You are not logged in.
Hi,
I was faced with this weird UEFI boot problem on hardware which is a bit exotic for me. It is more likely than not the problem is upstream rather than Arch; however I'm writing here since they were all installed from Arch packages. Could be a HW issue, too.
Summary:
* HW: LSI SAS/SATA controller (Perc H310 flashed into IT mode) on a PowerEdge R820
* systemd-boot can not boot any UKI
* Refind can not boot any UKI, corrupts the esp while trying to write it's files, and loses track of the partition!
* Grub works! (yay!)
TL;DR -> Jump to the Problem -section; but read the other sections for full picture of the situation.
Background:
I acquired this old(ish) server for hobbyist/amateur use; a Dell PowerEdge R820. It has been configured with a PERC H310 SAS/SATA Raid controller. I will not dwell too much into the reasons, but trying to stay in reasonable budget a pair of consumer-grade SSDs was installed into it. The FW on the WD Greens was faulty and was upgraded (on a Windows machine). But the PERC FW or PowerEdge FW do not like these SSDs (also we suspect the controller is probably too old to use TRIM or does it "behind the users back", insists on Dell brander or certified SSDs only etc.). It was established nearly impossible to get the SSDs working with the H/W Raid properly (although they kind of worked, and the system was bootable in the end after HW updates, they were blinking the amber LED and there was a frontpanel error, stating the disks had failed - despite seemingly working for at least small writes).

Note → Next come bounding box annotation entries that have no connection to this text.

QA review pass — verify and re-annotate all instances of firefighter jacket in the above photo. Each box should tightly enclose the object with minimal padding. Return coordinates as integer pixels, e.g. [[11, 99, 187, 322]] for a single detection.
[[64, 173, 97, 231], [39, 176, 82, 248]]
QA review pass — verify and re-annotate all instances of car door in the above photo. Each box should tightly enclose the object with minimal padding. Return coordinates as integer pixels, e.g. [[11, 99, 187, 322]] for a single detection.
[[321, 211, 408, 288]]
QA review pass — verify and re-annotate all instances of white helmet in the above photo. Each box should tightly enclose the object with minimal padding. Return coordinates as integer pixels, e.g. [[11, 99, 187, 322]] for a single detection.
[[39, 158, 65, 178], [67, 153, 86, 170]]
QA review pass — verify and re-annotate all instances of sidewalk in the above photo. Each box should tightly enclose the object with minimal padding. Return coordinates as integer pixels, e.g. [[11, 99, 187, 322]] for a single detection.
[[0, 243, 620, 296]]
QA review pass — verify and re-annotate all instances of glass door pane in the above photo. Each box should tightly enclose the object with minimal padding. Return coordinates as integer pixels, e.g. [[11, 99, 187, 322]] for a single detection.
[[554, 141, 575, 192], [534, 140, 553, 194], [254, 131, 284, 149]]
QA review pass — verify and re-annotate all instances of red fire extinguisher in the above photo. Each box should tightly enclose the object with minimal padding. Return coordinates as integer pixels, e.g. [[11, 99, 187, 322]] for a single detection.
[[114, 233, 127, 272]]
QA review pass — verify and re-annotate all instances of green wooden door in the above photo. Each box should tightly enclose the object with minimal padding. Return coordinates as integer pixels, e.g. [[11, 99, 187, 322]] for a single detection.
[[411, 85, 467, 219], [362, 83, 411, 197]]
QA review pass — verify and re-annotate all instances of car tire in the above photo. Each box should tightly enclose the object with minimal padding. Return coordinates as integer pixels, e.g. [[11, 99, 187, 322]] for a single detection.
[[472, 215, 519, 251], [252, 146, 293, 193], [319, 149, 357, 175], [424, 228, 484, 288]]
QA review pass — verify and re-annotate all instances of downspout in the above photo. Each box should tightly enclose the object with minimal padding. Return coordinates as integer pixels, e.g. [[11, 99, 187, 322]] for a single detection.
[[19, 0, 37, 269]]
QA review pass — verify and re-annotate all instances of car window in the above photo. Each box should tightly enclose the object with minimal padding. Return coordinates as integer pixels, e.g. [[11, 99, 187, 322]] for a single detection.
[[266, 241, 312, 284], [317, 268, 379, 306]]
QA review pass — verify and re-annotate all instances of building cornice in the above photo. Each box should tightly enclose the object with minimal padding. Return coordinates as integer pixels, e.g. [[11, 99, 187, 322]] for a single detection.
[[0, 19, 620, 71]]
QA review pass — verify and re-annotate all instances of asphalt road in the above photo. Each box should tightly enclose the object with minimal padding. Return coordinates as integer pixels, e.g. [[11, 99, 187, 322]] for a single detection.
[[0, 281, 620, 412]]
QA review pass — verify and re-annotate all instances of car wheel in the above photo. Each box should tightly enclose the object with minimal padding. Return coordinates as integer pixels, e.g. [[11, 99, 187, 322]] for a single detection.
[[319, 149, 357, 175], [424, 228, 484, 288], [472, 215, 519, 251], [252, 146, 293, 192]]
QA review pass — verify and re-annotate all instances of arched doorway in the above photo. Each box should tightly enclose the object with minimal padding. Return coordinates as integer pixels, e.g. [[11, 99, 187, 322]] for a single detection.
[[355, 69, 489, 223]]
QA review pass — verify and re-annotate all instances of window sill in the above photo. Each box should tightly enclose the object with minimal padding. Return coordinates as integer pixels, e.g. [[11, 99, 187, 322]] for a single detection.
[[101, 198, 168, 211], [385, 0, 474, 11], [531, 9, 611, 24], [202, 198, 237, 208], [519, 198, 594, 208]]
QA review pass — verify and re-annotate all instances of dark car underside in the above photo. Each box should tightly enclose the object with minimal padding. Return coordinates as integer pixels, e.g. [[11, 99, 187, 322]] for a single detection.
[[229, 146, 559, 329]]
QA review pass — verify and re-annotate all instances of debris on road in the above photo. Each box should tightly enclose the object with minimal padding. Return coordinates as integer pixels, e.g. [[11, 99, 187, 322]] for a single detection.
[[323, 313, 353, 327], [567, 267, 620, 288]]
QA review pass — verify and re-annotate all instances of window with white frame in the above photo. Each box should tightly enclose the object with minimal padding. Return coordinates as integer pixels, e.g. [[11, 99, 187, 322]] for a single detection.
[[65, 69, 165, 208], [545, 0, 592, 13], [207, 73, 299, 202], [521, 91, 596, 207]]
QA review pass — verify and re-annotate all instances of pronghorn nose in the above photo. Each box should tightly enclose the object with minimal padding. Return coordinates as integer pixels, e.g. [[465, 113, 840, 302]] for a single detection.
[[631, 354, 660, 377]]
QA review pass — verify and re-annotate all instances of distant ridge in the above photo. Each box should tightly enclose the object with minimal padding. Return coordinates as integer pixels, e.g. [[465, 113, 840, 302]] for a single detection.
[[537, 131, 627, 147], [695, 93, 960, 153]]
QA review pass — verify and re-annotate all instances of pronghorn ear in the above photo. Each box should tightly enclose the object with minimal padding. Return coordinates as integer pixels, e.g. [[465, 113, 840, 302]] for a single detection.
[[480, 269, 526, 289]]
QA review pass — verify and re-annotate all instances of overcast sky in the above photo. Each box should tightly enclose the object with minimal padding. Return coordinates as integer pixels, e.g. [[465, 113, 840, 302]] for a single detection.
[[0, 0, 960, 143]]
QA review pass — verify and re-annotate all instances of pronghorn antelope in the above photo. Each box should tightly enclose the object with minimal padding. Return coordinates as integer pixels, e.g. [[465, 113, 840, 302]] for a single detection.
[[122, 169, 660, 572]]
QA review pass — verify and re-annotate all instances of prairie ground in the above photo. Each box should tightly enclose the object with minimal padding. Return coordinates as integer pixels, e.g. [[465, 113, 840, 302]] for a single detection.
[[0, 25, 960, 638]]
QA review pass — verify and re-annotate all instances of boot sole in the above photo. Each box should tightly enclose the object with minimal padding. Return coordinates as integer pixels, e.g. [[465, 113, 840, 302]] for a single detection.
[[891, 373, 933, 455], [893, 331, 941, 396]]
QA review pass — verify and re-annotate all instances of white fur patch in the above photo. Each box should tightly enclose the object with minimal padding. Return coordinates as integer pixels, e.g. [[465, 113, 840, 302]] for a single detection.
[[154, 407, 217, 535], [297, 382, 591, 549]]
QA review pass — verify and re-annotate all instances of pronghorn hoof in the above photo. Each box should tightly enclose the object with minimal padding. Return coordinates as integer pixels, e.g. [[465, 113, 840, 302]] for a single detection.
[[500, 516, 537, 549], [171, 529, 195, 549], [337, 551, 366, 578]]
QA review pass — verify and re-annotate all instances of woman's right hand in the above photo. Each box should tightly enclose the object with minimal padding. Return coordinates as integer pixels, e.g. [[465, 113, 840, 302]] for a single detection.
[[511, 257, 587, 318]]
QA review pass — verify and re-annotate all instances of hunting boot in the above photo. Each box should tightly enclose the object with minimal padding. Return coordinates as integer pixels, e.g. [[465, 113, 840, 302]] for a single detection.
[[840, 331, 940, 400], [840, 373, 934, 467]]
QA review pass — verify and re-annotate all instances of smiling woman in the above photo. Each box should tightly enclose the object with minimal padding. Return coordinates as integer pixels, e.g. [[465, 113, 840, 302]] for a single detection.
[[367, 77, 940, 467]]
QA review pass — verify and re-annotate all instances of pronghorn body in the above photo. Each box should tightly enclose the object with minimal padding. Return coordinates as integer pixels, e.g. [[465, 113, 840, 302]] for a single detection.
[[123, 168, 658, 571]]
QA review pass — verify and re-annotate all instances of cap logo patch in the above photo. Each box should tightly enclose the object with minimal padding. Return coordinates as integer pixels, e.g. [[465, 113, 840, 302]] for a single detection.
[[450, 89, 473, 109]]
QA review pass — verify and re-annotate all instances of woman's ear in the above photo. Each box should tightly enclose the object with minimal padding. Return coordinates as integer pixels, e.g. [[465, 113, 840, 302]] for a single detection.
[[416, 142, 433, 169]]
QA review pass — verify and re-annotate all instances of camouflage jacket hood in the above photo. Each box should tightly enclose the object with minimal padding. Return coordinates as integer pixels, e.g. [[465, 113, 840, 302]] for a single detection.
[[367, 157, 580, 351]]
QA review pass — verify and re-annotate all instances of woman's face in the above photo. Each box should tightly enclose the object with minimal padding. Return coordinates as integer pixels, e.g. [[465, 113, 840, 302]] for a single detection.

So the controller was flashed into IT mode, along with the UEFI boot ROM (according to the instructions and FW from this page). After this the SSDs work fine; they were partitioned (1 x esp and 1 x data partition for ZFS on each ). Arch was installed more or less according to the wiki https://wiki.archlinux.org/title/Instal … nux_on_ZFS , adapting a bit so the disks (or the data partitions) are in RAIDZ configuration. I chose systemd-boot as the bootloader, and it was installed - along with refind for rescue situations.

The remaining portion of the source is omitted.